No HashMap or HashSet appears in heap implementation. This ensures the same operations produce the same results across executions.
Lean Correspondence
The Lean formalization defines heap types and operations.
structure ResourceId where
id : ContentId
deriving DecidableEq, BEq, Hashable
inductive Resource where
| channel : ChannelState → Resource
| message : Message → Resource
| session : LocalTypeR → Resource
structure Heap where
resources : RBMap ResourceId Resource compare
nullifiers : RBSet ResourceId compare
def Heap.alloc (h : Heap) (r : Resource) : (ResourceId × Heap) := ...
def Heap.consume (h : Heap) (rid : ResourceId) : Except HeapError Heap := ...
def Heap.read (h : Heap) (rid : ResourceId) : Except HeapError Resource := ...
Verification theorems are proven for heap properties.

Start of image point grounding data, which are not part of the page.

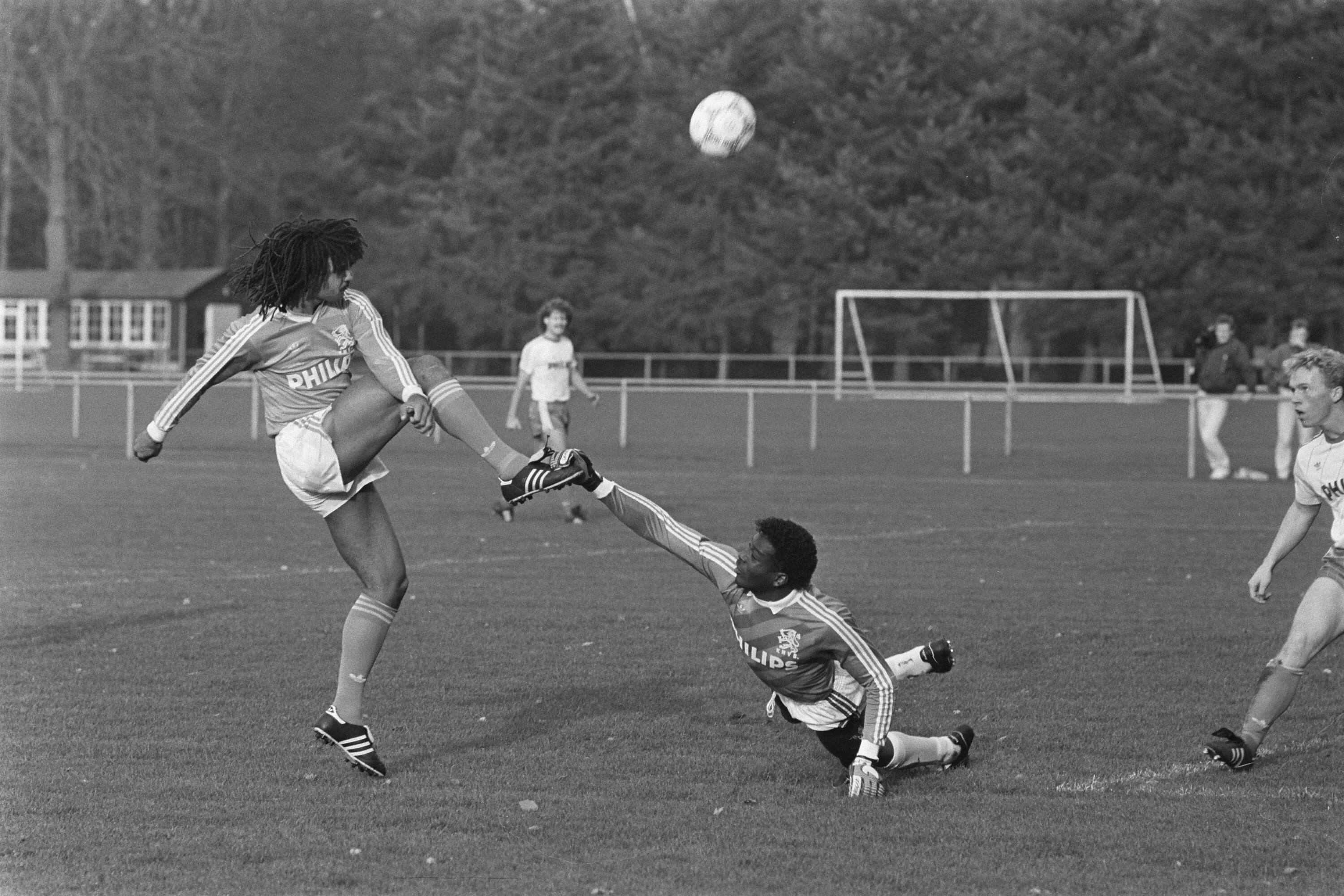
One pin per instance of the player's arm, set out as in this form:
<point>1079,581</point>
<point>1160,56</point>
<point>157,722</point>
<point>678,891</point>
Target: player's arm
<point>511,421</point>
<point>388,363</point>
<point>229,357</point>
<point>577,381</point>
<point>1295,527</point>
<point>715,562</point>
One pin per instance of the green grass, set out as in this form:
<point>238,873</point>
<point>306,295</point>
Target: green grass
<point>171,632</point>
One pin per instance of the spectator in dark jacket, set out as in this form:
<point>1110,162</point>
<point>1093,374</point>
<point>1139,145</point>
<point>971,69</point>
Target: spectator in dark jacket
<point>1276,379</point>
<point>1222,367</point>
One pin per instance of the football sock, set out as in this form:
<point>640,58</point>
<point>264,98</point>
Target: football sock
<point>909,750</point>
<point>908,665</point>
<point>460,418</point>
<point>1277,688</point>
<point>362,638</point>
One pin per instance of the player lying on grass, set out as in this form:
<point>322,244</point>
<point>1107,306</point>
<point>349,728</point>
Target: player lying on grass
<point>803,644</point>
<point>328,429</point>
<point>1316,379</point>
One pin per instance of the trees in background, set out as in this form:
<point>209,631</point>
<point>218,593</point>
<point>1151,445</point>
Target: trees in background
<point>503,152</point>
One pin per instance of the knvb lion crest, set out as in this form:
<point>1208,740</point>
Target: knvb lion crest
<point>343,339</point>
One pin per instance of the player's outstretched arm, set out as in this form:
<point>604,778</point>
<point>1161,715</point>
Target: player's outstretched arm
<point>715,562</point>
<point>1296,523</point>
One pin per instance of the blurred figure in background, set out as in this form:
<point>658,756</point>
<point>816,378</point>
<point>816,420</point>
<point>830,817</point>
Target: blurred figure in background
<point>549,369</point>
<point>1222,367</point>
<point>1276,377</point>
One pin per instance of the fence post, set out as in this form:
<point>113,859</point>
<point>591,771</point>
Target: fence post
<point>965,436</point>
<point>74,408</point>
<point>750,428</point>
<point>131,420</point>
<point>256,393</point>
<point>812,432</point>
<point>1190,439</point>
<point>625,408</point>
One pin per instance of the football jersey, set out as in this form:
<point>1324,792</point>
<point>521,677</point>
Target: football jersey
<point>302,361</point>
<point>806,646</point>
<point>1319,477</point>
<point>549,365</point>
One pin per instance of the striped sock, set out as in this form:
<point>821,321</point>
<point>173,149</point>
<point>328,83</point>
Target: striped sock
<point>908,665</point>
<point>460,418</point>
<point>1277,688</point>
<point>909,750</point>
<point>366,626</point>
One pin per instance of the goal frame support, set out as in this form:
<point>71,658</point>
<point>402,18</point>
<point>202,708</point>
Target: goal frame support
<point>1136,311</point>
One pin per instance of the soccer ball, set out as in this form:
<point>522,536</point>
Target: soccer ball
<point>722,124</point>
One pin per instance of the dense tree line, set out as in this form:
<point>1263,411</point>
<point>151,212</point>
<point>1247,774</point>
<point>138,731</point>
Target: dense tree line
<point>500,152</point>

theorem alloc_consume_succeeds (h : Heap) (r : Resource) :
let (rid, h') := h.alloc r
(h'.consume rid).isOk = true
theorem consume_consume_fails (h : Heap) (rid : ResourceId) :
(h.consume rid).isOk → (h.consume rid >>= fun h' => h'.consume rid).isErr
These theorems ensure allocation followed by consumption succeeds, and double-consumption fails.
Error Types
#![allow(unused)]
fn main() {
pub enum HeapError {
NotFound(ResourceId),
AlreadyConsumed(ResourceId),
AlreadyExists(ResourceId),
TypeMismatch { expected: String, got: String },
Other(String),
}
}Errors provide context for debugging heap operations.
Usage Example
#![allow(unused)]
fn main() {
use rumpsteak_aura_choreography::{Heap, HeapMessage, MerkleTree, Resource};
// Create empty heap
let heap = Heap::new();
// Allocate a message
let msg = HeapMessage::new("Alice", "Bob", "ping", vec![], 0);
let (msg_id, heap) = heap.alloc(Resource::Message(msg));
// Check resource exists
assert!(!heap.is_consumed(&msg_id));
// Consume the message
let heap = heap.consume(&msg_id)?;
assert!(heap.is_consumed(&msg_id));
// Double consumption fails
assert!(heap.consume(&msg_id).is_err());
// Compute Merkle root for verification
let tree = MerkleTree::from_heap(&heap);
let root = tree.root;
let proof = tree.prove(0);
}This example demonstrates allocation, consumption, and Merkle proof generation. The proof uses a leaf index from the active resource list.
ZK Compatibility
The heap design supports zero-knowledge proof systems.
Merkle proofs enable proving resource existence without revealing the full heap. Nullifier proofs enable proving consumption without revealing which resource was consumed. The deterministic structure ensures proof verification is reproducible.
Custom hashers can be introduced for ZK-friendly hashing when generating circuit-compatible proofs.